The second annual report from Verizon Business was based on data analyzed from the company’s investigative response team, which found 285 million compromised records from 90 confirmed breaches. More than 90 percent of the thefts involved groups identified by law enforcement as engaged in organized crime.
Even more troubling was Verizon Business’ finding that almost nine out of 10 breaches were avoidable if security basics had been followed. The report concluded that the attacks could have been stopped without expensive or difficult preventative controls.
“The compromise of sensitive information increased dramatically in 2008, and it’s past time to be vigilant about enterprise security,” Dr. Peter Tippett, vice president of research and intelligence for Verizon Business Security Solutions, said in a statement. “This report should serve as another wakeup call that good security and a proactive approach are paramount to running a business in this day and age-particularly since the economic crisis is likely to trigger a further increase in criminal activity.”

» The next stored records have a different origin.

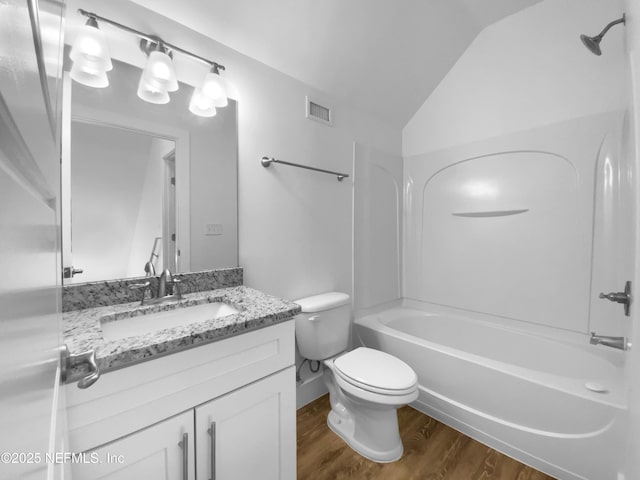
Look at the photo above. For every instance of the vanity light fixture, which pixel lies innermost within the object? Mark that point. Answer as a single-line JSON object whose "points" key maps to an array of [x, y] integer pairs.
{"points": [[158, 77], [90, 56], [210, 94]]}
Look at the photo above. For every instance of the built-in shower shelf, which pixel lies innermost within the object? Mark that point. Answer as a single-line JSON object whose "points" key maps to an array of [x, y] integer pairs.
{"points": [[490, 213]]}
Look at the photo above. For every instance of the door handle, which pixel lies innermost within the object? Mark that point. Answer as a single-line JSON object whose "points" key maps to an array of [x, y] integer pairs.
{"points": [[69, 272], [184, 444], [620, 297], [212, 433]]}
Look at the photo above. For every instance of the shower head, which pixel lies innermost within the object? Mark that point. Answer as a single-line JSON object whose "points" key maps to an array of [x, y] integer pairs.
{"points": [[593, 43]]}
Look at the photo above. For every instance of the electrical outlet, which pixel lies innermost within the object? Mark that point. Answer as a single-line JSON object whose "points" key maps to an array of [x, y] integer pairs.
{"points": [[213, 229]]}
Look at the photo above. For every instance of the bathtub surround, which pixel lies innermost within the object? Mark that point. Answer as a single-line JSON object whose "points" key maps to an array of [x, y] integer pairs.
{"points": [[114, 292], [547, 413]]}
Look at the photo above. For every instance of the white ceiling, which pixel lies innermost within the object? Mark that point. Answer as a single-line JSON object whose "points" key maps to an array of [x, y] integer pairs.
{"points": [[383, 57]]}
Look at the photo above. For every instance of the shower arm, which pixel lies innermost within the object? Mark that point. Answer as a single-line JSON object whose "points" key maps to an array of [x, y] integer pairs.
{"points": [[611, 24]]}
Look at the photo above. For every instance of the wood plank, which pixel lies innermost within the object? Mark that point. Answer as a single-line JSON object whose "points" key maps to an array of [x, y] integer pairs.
{"points": [[432, 451]]}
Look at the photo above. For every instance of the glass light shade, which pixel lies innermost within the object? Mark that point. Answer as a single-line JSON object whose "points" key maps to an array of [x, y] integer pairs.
{"points": [[90, 48], [159, 72], [214, 87], [89, 76], [150, 94], [201, 105]]}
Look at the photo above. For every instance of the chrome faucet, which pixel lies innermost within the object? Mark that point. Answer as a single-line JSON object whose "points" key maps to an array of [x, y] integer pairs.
{"points": [[165, 279], [614, 342]]}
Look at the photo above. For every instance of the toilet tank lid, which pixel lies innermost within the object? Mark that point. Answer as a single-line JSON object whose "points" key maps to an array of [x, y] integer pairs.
{"points": [[324, 301]]}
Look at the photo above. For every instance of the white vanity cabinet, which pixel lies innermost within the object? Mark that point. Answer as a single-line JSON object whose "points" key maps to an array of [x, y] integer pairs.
{"points": [[157, 452], [132, 420], [249, 433]]}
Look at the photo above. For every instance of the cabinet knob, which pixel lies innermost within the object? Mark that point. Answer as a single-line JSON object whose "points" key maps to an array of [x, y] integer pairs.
{"points": [[184, 444]]}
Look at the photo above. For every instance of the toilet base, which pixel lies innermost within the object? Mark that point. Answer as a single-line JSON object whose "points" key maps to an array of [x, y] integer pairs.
{"points": [[344, 428]]}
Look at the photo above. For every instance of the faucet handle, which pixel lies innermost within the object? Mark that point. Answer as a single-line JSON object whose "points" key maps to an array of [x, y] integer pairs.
{"points": [[176, 288], [141, 286]]}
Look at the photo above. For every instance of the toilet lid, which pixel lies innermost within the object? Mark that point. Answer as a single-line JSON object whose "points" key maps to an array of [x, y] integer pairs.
{"points": [[373, 368]]}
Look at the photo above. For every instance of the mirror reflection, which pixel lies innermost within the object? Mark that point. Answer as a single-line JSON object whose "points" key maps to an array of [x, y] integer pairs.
{"points": [[146, 186]]}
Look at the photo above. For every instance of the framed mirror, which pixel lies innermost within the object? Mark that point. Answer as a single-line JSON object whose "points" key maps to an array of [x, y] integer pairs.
{"points": [[145, 186]]}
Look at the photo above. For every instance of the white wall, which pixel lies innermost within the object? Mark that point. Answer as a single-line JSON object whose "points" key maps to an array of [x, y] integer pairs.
{"points": [[294, 225], [525, 71], [632, 466]]}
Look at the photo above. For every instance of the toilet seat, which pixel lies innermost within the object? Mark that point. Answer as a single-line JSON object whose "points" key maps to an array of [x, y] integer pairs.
{"points": [[376, 372]]}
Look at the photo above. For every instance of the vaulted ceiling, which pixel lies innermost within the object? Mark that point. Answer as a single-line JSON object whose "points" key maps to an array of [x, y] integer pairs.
{"points": [[383, 57]]}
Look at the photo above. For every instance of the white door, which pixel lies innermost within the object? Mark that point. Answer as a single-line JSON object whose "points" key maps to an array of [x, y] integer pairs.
{"points": [[164, 451], [249, 433], [30, 279]]}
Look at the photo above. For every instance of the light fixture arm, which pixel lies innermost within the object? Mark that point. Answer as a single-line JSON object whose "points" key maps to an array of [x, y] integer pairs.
{"points": [[149, 38]]}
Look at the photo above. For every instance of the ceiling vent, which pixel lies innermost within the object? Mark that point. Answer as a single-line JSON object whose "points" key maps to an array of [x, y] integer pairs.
{"points": [[317, 112]]}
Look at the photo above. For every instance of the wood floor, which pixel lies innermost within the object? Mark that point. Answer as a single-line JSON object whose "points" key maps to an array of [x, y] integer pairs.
{"points": [[432, 451]]}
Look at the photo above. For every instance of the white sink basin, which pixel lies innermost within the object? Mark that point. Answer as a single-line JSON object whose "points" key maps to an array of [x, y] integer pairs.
{"points": [[119, 327]]}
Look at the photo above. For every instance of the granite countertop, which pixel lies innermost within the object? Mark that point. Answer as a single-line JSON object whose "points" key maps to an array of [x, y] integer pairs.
{"points": [[82, 328]]}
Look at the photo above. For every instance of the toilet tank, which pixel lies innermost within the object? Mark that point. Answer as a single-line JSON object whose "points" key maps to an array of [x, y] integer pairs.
{"points": [[322, 328]]}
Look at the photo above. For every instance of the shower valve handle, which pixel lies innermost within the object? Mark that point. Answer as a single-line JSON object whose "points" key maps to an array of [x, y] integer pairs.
{"points": [[620, 297]]}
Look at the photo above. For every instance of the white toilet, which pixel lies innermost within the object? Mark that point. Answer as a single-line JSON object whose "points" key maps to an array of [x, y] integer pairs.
{"points": [[366, 386]]}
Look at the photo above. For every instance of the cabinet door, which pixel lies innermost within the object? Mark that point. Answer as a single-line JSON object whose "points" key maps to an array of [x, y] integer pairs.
{"points": [[249, 433], [156, 453]]}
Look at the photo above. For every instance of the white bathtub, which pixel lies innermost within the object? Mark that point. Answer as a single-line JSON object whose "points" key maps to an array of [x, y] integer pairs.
{"points": [[518, 392]]}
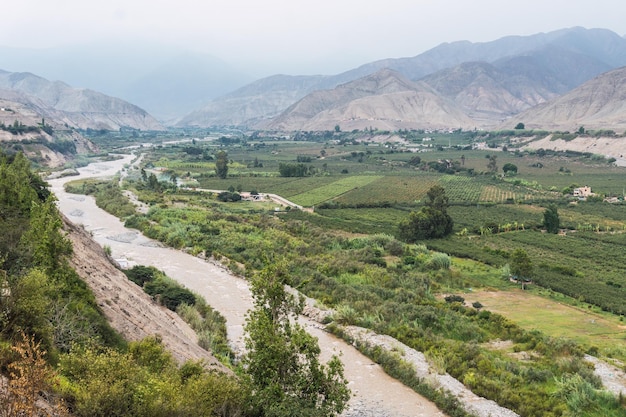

Bryan Sartin, director of investigative response for Verizon Business Security, told eWEEK that after the black market rate for stolen bits of personally identifiable information fell from approximately $14 to $15 a record to 15 to 20 cents a record, data thieves in 2008 turned their efforts to stealing PIN information associated with debit and credit cards. PIN fraud usually leads directly to cash being withdrawn from a person’s account.
The higher value PIN information has prompted thieves to re-engineer their processes and develop new tools such as memory-scraping malware and unique packet sniffers. Thieves are approaching PIN snatching in two ways: installing malware to decrypt the PIN when consumers type the information into ATMs or software that deceives the bank’s security systems into providing the PIN decryption key.
“Just seven or eight months ago, these were thought to be an academic exercise: the ability to steal small bits of data while temporarily in memory,” Sartin said. “It takes less than a tenth of a second.”
Despite the sharp rise in attacks in financial services, retail establishments remain the most frequent target of data breaches. Food and beverage businesses, second on the attack list in 2007, fell to third in 2008.
“Our task is not getting any easier; the sum total of information in the world grows continually and permeates everything we do and everywhere we go,” Tippett said. “While the majority of the attacks remain rather mundane, the criminals are adapting to our current protection strategies and inventing news ways to attain the data they value.”